LPA toured building and grounds which were found to be clean and in good repair. Facility currently has six residents. The amount of fresh and non-perishable food was within regulation. Fire extinguishers inspected were charged and current. Toxins were locked and secured. Medications were centrally stored and locked. Carbon monoxide and smoke detectors were present and operational. Walkways were cleared and unobstructed. High touch surface areas are disinfected daily. LPA observed COVID postings at the front entrance. Staff and residents are all fully vaccinated. Facility has necessary Personal Protective Equipment to support a resident in isolation. LPA and staff discussed resident/staff record keeping. Staff have been given infection control training.

LPA requested the following documents be submitted to Community Care Licensing within 30 days of today's inspection:

LIC 308 Designation of Facility Responsibility
Liability Insurance
LIC 610 Emergency Disaster Plan
LIC 9020 Resident Roster
LIC 500 Personnel Report

No deficiencies observed during today's inspection.

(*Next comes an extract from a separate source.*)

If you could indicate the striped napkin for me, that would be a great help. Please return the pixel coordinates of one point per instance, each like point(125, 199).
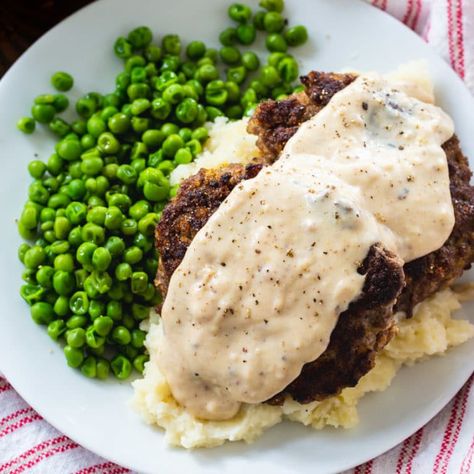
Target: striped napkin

Exit interview conducted with Gamilla Ramos and a copy of this report emailed to the facility.
SUPERVISORS NAME: Kimberley Mota
LICENSING EVALUATOR NAME: Erik Gonzalez Campos
LICENSING EVALUATOR SIGNATURE: DATE: 11/04/2022
I acknowledge receipt of this form and understand my licensing appeal rights as explained and received.
FACILITY REPRESENTATIVE SIGNATURE: DATE: 11/04/2022
This report must be available at Child Care and Group Home facilities for public review for 3 years.